问题
Somebody pointed out that my data structure architecture sucks.
The task
I have a locations
table which stores the name
of a location. Then I have a tags
table which stores information about those locations
. The locations
have a hierarchie which I want to use to get all tags
.
Example
Locations:
USA <- California <- San Francisco <- Mission St
Tags:
USA: English
California: Sunny
California: West coast
San Francisco: Sea side
Mission St: Cable car station
If somebody requests information about the Mission St
I want to deliver all tags
of it and it's ancestors (["English", "Sunny", "West coast", "Sea side", "Cable car station"]
. If I request all tags
of California
the answer would be ["English", "Sunny", "West coast"]
.
I'm looking for the best read performance! I don't care about write performance. This data is not changed very often. And I don't care about table sizes either.
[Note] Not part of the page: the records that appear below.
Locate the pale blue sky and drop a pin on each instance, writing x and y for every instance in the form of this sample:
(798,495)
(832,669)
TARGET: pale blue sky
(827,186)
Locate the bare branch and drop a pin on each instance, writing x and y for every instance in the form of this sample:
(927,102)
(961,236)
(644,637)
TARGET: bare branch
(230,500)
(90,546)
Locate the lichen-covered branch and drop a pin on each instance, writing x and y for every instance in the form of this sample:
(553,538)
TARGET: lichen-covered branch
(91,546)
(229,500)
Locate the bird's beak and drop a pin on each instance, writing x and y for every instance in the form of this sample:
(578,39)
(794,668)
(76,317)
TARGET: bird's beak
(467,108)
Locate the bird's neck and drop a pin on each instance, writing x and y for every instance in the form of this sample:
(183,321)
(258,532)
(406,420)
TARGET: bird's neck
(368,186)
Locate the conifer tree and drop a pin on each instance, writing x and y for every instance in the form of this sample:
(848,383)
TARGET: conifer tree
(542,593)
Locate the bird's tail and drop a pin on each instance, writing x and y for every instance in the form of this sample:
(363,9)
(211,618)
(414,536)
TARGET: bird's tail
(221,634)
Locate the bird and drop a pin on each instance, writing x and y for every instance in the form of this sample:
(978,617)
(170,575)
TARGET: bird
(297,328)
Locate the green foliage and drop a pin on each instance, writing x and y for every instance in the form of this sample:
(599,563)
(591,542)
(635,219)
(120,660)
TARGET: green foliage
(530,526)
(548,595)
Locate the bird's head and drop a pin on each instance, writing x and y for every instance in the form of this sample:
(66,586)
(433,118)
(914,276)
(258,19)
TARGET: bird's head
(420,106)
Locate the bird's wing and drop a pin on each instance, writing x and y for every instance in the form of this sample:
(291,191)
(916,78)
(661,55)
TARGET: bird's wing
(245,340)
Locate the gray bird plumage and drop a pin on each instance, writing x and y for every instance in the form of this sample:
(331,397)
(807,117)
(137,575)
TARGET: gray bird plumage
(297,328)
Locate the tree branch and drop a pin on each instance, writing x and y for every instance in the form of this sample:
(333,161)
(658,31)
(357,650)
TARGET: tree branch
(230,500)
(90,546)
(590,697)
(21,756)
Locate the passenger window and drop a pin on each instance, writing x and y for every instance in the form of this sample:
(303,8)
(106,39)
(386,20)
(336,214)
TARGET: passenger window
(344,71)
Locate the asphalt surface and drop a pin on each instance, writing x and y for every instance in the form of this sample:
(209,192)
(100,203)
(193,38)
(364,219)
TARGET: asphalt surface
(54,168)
If I need more or larger tables to solve this quicker so be it.
The tables
So currently I'm thinking about setting up these tables:
locations
id | name
---|--------------
1 | USA
2 | California
3 | San Francisco
4 | Mission St
tags
id | location_id | name
---|-------------|------------------
1 | 1 | English
2 | 2 | Sunny
3 | 2 | West coast
4 | 3 | Sea side
5 | 4 | Cable car station
ancestors
I added a position
field to store the hierarchy.
| id | location_id | ancestor_id | position |
|----|-------------|-------------|----------|
| 1 | 2 | 1 | 1 |
| 2 | 3 | 2 | 1 |
| 3 | 3 | 1 | 2 |
| 4 | 4 | 3 | 1 |
| 5 | 4 | 2 | 2 |
| 6 | 4 | 1 | 3 |
Question
Is this a good solution to solve the problem or is there a better one? I want to select as fast as possible all tags of any given location including all the tags of it's ancestors. I'm using a PostgreSQL database but I think this is a pure SQL architecture problem.
回答1:
Your problem seems to consist of two challenges. The most interesting is "how do I store hierarchies in a relational database". There are lots of answers to that - the one you've proposed is the most common.
There's an alternative called "nested set" which is faster for reading (in your example, finding all locations within a particular hierarchy would be "between x and y".
Postgres has dedicated support for hierachies; I'd assume this would also provide great performance.
The second part of your question is "given a path in my hierarchy, retrieve all matching tags". The easiest option is to join to the tags table as you suggest.
The final aspect is "should you denormalize/precalculate". I usually recommend building and optimizing the "normalized" solution and only denormalize when you need to.
回答2:
If you want to deliver all tags for a particular location, then I would recommend replicating the data and storing the tags in a tags array on a row for each location.
You say that the locations don't change very much. So, I would simply batch create the entire table, when any underlying data changes.
Modifying the data in situ is rather problematic. A single update could end up affecting a zillion different rows -- consider a tag change on USA. Recalculating the entire table is going to be more efficient.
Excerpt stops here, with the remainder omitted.